Reviewed by Lane Vanderslice
This is a very entertaining and very informative book about international development. This book is about James Wolfensohn, the President of the World Bank, the World Bank itself, the largest institution charged with assisting the development of poorer countries, and the development challenges the Bank and Wolfensohn faced and how they met them. This is the book I would recommend as an introduction to contemporary development issues and how they are in fact addressed.

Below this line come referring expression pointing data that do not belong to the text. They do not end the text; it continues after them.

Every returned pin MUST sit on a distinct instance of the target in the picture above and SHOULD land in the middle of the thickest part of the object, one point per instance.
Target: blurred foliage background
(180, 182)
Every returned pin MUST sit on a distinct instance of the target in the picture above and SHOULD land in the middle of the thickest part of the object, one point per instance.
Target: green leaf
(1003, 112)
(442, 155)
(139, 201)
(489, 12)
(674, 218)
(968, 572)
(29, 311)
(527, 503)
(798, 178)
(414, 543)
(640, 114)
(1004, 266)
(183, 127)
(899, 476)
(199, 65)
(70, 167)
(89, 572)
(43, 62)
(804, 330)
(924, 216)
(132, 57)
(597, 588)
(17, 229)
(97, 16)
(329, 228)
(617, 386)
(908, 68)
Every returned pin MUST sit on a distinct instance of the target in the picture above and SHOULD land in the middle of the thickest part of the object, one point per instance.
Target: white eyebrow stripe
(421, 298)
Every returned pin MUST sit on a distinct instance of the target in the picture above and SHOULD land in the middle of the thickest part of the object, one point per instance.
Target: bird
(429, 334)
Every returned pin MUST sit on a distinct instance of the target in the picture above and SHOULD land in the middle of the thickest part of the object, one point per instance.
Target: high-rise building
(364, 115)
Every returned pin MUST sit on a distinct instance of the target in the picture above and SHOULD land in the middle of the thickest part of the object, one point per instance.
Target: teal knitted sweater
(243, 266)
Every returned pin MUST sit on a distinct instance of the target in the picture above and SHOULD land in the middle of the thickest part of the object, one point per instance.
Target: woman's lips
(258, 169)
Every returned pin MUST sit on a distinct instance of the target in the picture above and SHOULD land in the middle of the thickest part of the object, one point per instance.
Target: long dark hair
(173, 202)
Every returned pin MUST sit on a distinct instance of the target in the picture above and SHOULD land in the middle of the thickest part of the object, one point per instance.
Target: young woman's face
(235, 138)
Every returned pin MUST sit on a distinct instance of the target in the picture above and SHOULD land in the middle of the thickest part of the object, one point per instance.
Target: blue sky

The book describes how “international development” is accomplished in reality. The World Bank is certainly a key example of where the “rubber hits the road:” the intersection of multi-country, very self-interested politics (including that of the United States), bureaucracy (of the World Bank, the developing countries, and others), personal ambition (of Wolfensohn and numerous others) and the grave problems of international development. Mallaby has given an excellent, and rarely if ever achieved, description of how this multidimensional process plays out in real life: how Wolfensohn, the Bank, the United States and other developing countries, and the developing nations and– last and possibly least– the people of the developing nations interacted to affect economic development in the last 10 years.
The book is extremely entertaining, in part because it follows Wolfensohn closely, and leaves in details that a more sanitized biography would omit. The story of how the President of Mali gave Wolfensohn a goat, and what became of the goat, is a classic tale, worth retelling to your children if you want them to become development specialists. Mallaby includes a great many informative details, quite a high number of them amusing. He also does an excellent job in describing the debate and political and bureaucratic struggle over development issues.
The first three chapters set out Wolfensohn’s life before the Bank, including a very successful career as an international banker and the highly political way in which he became World Bank president. These chapters also give a history of the Bank and development issues to that point. Each subsequent chapter up to the last, which is an evaluation of Wolfensohn’s career at the Bank (he will not be reappointed for a new term), describes a particular issue: the challenge of Africa, the World Bank’s role in Bosnia, corruption (and the World Bank blindness to it), the (partial) evolution from structural adjustment to participatory development thinking and the (lack of adequate) response to AIDS.
Mallaby has done an impressive job in weaving together many strands to tell the story of Wolfensohn and development during his tenure at the Bank.
Lane Vanderslice is Editor of Hunger Notes.